Advanced use cases

Add-ons Monitor Advanced use cases

Low level architecture

The mender-monitor service supports the following directory structure:

/etc/mender-monitor
`-- monitor.d
    |-- available
    |   |-- log_auth_root_session.sh
    |   `-- service_mender-connect.sh
    |-- dbus.sh
    |-- enabled
    |   |-- log_auth_root_session.sh -> /etc/mender-monitor/monitor.d/available/log_auth_root_session.sh
    |   `-- service_mender-connect.sh -> /etc/mender-monitor/monitor.d/available/service_mender-connect.sh
    |-- log.sh
    `-- service.sh

What is listed under the root level of monitor.d are the Subsystems (log.sh, dbus.sh and service.sh).

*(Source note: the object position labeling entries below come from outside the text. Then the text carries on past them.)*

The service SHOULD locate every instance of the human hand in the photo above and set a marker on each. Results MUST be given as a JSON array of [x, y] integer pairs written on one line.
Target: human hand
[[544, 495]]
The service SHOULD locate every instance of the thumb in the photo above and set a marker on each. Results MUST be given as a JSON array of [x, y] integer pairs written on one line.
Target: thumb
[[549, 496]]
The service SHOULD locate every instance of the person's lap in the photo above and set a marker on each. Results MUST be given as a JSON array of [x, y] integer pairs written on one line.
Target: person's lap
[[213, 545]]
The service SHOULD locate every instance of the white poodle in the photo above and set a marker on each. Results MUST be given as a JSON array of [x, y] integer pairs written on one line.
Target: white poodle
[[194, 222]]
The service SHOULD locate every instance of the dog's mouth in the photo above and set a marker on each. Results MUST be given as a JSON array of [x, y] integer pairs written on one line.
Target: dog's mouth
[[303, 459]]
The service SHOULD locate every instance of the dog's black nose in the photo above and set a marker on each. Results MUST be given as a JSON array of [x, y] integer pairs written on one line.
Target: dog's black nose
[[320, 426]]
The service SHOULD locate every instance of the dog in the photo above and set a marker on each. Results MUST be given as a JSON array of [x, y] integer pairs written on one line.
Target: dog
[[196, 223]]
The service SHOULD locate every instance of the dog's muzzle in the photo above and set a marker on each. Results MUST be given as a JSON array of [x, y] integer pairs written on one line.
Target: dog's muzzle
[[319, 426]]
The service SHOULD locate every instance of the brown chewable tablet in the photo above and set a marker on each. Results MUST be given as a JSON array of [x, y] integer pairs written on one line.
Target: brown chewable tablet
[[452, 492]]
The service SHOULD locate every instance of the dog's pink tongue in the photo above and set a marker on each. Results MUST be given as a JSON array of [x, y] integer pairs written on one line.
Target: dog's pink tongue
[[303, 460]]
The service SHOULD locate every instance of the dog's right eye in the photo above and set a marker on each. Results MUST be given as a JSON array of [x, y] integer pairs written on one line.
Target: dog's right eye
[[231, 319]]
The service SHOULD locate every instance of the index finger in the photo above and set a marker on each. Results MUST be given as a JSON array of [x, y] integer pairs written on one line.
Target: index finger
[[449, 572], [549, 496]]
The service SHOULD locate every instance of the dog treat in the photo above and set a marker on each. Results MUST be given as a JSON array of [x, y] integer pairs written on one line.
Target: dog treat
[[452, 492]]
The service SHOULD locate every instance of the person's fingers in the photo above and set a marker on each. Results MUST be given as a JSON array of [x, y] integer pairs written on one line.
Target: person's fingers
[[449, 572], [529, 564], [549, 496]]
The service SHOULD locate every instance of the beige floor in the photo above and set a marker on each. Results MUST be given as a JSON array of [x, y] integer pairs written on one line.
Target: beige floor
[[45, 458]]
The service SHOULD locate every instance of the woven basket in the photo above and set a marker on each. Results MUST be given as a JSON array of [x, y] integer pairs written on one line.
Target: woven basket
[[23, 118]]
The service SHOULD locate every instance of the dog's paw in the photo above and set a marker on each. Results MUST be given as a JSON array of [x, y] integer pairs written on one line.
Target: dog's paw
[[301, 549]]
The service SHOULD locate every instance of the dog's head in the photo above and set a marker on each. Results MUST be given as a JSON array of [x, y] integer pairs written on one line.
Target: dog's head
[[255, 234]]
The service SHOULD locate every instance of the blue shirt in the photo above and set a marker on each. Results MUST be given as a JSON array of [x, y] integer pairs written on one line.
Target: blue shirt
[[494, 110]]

The directory monitor.d/available lists the created Checks. By using create and delete, mender-monitorctl will create or delete a Check which means it will create the file in the correct naming convention and define variables within it. The name convention follows the structure:

<monitoring_subsystem_name>_<check_name>.sh

For the examples listed one is a Check for the log Subsystem (log_auth_root_session.sh) and the other for the service (service_mender-connect.sh).

A Check needs to be enabled before it will be taken into consideration. By running mender-monitorctl with the enable or disable parameters, it will create a symbolic link inside the enabled folder to the right check from the available folder. From this folder, the mender-monitor service executes the defined Subsystems based on the enabled Checks.

Example

Create a service which will count some seconds and then fail.

cat > countdown.sh << "EOF"
#!/bin/sh
i=30
while [ $i -gt 0 ]; do
    echo "INFO: $i seconds remaining"
    i=$((i-1))
    sleep 1
done
echo "ERROR: Exiting with return 1"
exit 1
EOF

PATH_TO_SCRIPT=$(realpath countdown.sh)
chmod +x $PATH_TO_SCRIPT

cat > /etc/systemd/system/countdown.service << EOF
[Unit]
Description=Countdown Service

[Service]
Type=simple
ExecStart=$PATH_TO_SCRIPT

[Install]
WantedBy=default.target
EOF

systemctl daemon-reload
systemctl start countdown.service

You can confirm the countdown with journalctl -fu countdown.service.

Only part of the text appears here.